Zadłużeni czterdziestoletni
„24,3 mld zł – wynoszą zaległości pokolenia X z tytułu nieterminowego opłacania bieżących rachunków, rat kredytów i pożyczek" – podano w raporcie. Jak wskazano, przez 12 miesięcy do końca I kw. 2023 roku suma nieopłacanych zobowiązań tej grupy wiekowej wzrosła w największym stopniu na tle całego społeczeństwa – o ponad 9 proc. (2,1 mld zł). "Średnia kwota zaległości jest jednak o niemal 5 tys. zł niższa niż przed rokiem i wynosi 42,2 tys. zł” – czytamy.

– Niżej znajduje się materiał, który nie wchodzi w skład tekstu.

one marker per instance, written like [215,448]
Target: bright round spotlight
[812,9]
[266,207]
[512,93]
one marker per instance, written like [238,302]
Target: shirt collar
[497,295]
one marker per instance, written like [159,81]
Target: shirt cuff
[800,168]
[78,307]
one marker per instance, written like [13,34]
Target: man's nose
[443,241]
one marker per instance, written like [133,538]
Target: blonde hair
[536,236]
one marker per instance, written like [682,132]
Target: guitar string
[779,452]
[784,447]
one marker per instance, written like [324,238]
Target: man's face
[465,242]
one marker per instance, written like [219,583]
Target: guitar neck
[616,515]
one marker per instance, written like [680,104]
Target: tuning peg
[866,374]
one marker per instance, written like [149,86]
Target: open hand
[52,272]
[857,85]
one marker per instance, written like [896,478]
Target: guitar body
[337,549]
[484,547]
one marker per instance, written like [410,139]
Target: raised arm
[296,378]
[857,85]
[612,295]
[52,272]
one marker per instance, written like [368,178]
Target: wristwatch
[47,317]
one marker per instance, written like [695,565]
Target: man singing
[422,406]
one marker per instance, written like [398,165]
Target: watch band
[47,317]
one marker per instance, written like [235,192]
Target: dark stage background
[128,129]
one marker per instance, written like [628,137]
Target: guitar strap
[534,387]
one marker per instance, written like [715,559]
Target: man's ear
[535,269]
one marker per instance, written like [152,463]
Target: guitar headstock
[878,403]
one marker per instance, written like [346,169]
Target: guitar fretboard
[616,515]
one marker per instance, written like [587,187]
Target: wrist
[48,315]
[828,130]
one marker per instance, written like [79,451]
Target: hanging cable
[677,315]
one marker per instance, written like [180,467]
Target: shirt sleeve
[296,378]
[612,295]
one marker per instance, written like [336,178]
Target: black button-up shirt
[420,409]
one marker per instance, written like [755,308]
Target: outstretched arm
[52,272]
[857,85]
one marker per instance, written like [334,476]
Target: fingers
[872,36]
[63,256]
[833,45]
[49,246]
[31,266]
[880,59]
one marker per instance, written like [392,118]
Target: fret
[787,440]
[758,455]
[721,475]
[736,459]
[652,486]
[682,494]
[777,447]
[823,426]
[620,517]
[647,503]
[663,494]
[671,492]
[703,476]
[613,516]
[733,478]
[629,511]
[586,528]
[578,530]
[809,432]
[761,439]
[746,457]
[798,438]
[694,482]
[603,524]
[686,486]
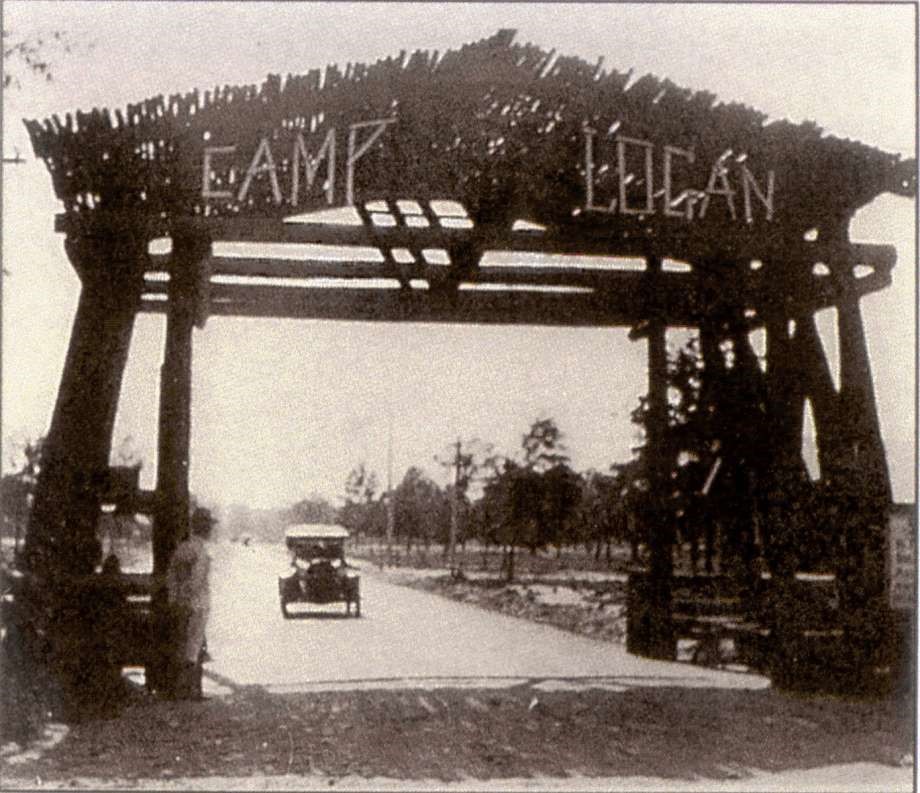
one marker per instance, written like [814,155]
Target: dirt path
[425,692]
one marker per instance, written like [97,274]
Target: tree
[17,489]
[31,55]
[421,509]
[542,446]
[463,462]
[359,513]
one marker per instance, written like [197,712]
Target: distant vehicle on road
[319,571]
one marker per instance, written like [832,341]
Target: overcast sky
[286,408]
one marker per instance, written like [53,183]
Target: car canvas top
[315,531]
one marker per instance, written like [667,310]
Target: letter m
[311,166]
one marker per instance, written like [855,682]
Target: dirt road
[423,692]
[406,638]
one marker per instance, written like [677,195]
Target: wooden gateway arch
[495,183]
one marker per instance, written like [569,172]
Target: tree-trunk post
[862,480]
[652,629]
[171,520]
[62,548]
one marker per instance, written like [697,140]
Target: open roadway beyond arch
[423,693]
[406,639]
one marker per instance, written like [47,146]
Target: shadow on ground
[451,733]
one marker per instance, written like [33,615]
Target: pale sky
[286,408]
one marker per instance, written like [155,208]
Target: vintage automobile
[319,573]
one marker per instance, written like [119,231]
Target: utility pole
[390,505]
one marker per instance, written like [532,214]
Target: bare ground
[671,733]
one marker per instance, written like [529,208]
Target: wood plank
[394,306]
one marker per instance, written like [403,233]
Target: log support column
[171,520]
[650,622]
[61,537]
[61,611]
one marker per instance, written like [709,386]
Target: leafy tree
[17,488]
[31,55]
[421,509]
[464,463]
[359,513]
[542,446]
[511,506]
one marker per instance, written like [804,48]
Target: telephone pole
[390,505]
[454,510]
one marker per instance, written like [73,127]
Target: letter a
[264,151]
[311,166]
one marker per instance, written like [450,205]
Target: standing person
[189,595]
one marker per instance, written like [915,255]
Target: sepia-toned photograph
[410,396]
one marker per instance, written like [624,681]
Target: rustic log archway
[419,170]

Z kłopotami finansowymi zmaga się obecnie 11,4 proc. osób należących do pokolenia X, tj. 576,7 tys. osób – o 13,7 tys. więcej niż przed rokiem. "Choć 45-54 latkowie w społeczeństwie nie stanowią najbardziej licznej grupy wiekowej (...) to właśnie na nich przypada największa część wszystkich przeterminowanych zobowiązań, których na koniec marca br. jest już niemal 79,8 mld zł" – zauważyli autorzy opracowania.
Prezes BIG InfoMonitor Sławomir Grzelczak ocenił, że jedną z przyczyn, dla których osoby z omawianej kategorii wiekowej mają problemy finansowe, jest ich mentalność. „Cechą charakterystyczną generacji X, dorastającej w okresie przemian gospodarczych i wielkich niewiadomych, nazywanej też pokoleniem PRL, jest silna chęć posiadania. Osoby te często swój status określają poprzez pryzmat zgromadzonych dóbr, a to sprawia, że są bardziej skłonne do brania na siebie różnego rodzaju zobowiązań” – stwierdził Grzelczak.